Santiago’s Best Restaurants: 10 Culinary Hotspots You Simply Can’t Miss!
The Art of Getting Lost in the Mapocho Mist
I didn’t come to Santiago to see the Costanera Center or take photos of the Plaza de Armas. I came because I heard that if you sit in a café in Barrio Italia long enough, the city stops feeling like a South American capital and starts feeling like a village that happens to have six million people. I’ve been here six months now. My skin has adapted to the smog of the cuenca, my ears have tuned into the rapid-fire “po” that punctuates every sentence, and I’ve learned that the best way to eat in this city isn’t to follow a Michelin guide, but to follow the scent of charred garlic and the sound of clinking glasses behind nondescript steel doors.

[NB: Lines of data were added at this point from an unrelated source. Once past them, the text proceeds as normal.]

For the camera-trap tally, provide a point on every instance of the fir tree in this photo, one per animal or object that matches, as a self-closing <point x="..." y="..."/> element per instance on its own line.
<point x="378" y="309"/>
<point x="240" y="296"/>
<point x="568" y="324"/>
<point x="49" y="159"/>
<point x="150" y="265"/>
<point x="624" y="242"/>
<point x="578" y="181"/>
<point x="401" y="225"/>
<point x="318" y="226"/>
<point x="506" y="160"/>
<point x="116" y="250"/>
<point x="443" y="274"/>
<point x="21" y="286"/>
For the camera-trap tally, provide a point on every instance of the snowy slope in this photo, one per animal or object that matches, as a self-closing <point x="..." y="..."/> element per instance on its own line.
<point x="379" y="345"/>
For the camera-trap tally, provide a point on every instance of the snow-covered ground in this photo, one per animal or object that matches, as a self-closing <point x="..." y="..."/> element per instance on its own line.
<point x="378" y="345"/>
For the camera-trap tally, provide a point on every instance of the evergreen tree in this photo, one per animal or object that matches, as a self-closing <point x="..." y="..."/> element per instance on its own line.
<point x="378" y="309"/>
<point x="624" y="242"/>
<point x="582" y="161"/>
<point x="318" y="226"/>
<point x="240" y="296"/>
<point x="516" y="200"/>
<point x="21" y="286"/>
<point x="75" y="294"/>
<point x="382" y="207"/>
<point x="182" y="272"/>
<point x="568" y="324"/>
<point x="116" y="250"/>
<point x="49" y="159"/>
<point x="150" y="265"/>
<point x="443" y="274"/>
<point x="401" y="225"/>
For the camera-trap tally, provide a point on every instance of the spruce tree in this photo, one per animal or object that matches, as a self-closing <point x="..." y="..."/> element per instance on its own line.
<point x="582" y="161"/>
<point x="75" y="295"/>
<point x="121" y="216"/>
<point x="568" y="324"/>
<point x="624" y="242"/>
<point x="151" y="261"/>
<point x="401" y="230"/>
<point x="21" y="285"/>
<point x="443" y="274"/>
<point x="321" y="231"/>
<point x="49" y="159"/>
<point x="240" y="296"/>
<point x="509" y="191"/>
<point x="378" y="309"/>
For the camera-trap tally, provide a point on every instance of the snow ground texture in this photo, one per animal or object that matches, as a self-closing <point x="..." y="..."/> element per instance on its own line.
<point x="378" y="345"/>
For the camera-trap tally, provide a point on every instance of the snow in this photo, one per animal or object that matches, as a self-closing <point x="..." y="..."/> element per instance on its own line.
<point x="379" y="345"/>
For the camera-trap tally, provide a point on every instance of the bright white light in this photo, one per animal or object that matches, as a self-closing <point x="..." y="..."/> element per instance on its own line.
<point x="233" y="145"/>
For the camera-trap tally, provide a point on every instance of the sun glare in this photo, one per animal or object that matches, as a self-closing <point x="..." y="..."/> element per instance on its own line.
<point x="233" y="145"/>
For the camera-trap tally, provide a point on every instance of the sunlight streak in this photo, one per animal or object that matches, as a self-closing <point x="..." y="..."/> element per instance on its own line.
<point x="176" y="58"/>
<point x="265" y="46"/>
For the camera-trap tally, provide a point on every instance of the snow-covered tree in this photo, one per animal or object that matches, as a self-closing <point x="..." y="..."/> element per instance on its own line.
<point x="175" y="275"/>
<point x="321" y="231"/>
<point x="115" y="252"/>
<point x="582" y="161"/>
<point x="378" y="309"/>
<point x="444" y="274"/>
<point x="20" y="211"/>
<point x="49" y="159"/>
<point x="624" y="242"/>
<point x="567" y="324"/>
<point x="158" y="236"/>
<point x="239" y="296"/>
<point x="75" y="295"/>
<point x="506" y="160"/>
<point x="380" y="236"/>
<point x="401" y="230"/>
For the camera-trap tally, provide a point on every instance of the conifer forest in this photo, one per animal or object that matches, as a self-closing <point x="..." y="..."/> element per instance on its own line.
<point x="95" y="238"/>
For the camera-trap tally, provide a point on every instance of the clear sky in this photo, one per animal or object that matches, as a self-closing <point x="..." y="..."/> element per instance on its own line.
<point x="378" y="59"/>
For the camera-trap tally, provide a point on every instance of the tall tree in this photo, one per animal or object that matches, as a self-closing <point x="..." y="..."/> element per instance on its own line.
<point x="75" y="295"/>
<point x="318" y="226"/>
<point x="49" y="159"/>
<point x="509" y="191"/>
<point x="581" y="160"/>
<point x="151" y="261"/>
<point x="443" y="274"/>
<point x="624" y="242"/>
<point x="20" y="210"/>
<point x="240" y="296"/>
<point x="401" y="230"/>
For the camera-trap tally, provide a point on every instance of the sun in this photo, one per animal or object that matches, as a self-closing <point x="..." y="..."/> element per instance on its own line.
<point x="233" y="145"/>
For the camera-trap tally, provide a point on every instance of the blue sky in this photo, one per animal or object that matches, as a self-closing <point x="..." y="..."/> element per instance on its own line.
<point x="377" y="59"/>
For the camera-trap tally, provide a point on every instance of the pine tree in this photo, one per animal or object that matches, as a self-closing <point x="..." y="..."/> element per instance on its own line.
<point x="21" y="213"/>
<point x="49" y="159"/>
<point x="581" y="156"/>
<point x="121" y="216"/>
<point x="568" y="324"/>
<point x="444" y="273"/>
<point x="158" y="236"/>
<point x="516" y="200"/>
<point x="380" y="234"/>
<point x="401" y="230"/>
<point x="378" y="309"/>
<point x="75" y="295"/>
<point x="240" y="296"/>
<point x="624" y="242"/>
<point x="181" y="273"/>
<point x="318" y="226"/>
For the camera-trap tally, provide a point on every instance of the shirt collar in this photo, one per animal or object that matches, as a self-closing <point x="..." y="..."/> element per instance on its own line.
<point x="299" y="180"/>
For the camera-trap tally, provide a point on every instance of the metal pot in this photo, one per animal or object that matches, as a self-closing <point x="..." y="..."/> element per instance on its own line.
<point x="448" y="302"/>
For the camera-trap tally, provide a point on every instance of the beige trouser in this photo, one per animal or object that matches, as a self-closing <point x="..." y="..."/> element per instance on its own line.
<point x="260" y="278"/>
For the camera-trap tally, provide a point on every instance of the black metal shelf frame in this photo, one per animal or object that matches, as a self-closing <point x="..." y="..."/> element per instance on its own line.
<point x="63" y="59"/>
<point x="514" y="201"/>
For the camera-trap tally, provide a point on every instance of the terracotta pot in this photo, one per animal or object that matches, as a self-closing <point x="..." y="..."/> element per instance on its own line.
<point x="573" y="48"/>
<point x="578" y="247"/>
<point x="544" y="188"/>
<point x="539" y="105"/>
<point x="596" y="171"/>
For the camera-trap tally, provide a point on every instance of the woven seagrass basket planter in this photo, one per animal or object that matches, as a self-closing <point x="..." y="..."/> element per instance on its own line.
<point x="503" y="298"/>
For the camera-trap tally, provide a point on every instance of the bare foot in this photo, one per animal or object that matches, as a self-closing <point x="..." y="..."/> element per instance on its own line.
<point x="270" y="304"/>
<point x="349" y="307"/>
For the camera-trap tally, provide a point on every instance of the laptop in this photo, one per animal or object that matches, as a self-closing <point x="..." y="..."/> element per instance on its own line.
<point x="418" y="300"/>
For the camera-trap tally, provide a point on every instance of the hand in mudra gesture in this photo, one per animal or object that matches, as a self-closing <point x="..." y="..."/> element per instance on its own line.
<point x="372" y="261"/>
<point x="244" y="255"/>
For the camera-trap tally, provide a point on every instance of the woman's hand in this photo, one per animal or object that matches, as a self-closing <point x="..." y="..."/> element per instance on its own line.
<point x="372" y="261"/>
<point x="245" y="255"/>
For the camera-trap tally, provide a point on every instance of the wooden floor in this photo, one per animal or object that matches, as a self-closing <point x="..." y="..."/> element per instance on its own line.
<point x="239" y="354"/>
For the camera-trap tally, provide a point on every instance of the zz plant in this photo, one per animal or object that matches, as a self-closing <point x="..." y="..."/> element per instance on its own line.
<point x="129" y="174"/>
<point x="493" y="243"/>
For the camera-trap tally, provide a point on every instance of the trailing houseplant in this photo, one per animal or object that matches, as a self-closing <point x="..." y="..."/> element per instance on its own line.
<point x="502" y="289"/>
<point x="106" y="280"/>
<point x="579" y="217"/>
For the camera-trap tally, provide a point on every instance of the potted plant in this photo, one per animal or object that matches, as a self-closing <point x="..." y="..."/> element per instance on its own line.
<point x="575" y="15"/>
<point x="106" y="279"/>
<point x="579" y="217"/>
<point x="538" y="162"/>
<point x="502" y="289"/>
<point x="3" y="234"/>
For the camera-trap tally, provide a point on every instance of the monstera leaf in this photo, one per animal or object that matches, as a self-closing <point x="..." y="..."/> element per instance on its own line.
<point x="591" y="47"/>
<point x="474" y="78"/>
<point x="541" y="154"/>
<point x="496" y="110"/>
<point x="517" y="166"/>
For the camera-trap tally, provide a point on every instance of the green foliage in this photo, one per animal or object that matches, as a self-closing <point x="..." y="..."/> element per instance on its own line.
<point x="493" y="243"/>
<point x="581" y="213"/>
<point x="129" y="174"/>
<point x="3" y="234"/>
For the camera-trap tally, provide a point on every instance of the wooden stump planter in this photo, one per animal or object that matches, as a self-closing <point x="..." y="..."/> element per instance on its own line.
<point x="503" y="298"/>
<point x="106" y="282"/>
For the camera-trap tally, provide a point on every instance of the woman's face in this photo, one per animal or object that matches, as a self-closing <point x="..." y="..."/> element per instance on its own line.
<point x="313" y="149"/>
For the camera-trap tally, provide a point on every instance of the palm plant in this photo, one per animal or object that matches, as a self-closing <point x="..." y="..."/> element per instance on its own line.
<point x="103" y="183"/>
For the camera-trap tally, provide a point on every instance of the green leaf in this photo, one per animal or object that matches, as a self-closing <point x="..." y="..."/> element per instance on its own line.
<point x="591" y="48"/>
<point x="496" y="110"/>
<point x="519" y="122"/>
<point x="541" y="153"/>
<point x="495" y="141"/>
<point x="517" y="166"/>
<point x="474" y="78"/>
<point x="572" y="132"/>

Santiago is a city of layers. There is the “Sanhattan” layer of glass and steel, the colonial layer of crumbling stone, and then there is the layer where we live—the digital nomads, the wanderers, and the locals who know that the real soul of the city is found in a bowl of porotos con riendas or a perfectly balanced pisco sour in a neighborhood the tour buses avoid. If you want to disappear here, you have to stop acting like a visitor and start acting like a neighbor. That means knowing where the laundry gets done, where the Wi-Fi actually stays connected during a thunderstorm, and which “picada” serves the best lunch for five dollars.
1. Barrio Yungay: The Rebel’s Refectory
Most travelers think Yungay is “dangerous” because it looks lived-in. To me, it’s the most honest neighborhood in the city. This is where the President lives, but it’s also where you’ll see street art that actually says something. The streets are a grid of high-ceilinged mansions that have seen better days, now housing artists and underground bars.
The Culinary Hotspot: Peluquería Francesa (Boulevard Lavaud)
You’ll hear about this place because it’s a barbershop-turned-restaurant. It’s crowded on weekends, but if you go on a Tuesday afternoon, it’s a temple of stillness. I once spent four hours here pretending to work on a screenplay just to watch the light move across the antique perfume bottles.
The Order: Get the Congrio Rosa. It’s a local fish that tastes like the Pacific Ocean’s best kept secret.
The Vibe: Museum-chic. You are surrounded by 19th-century chairs and dusty memorabilia.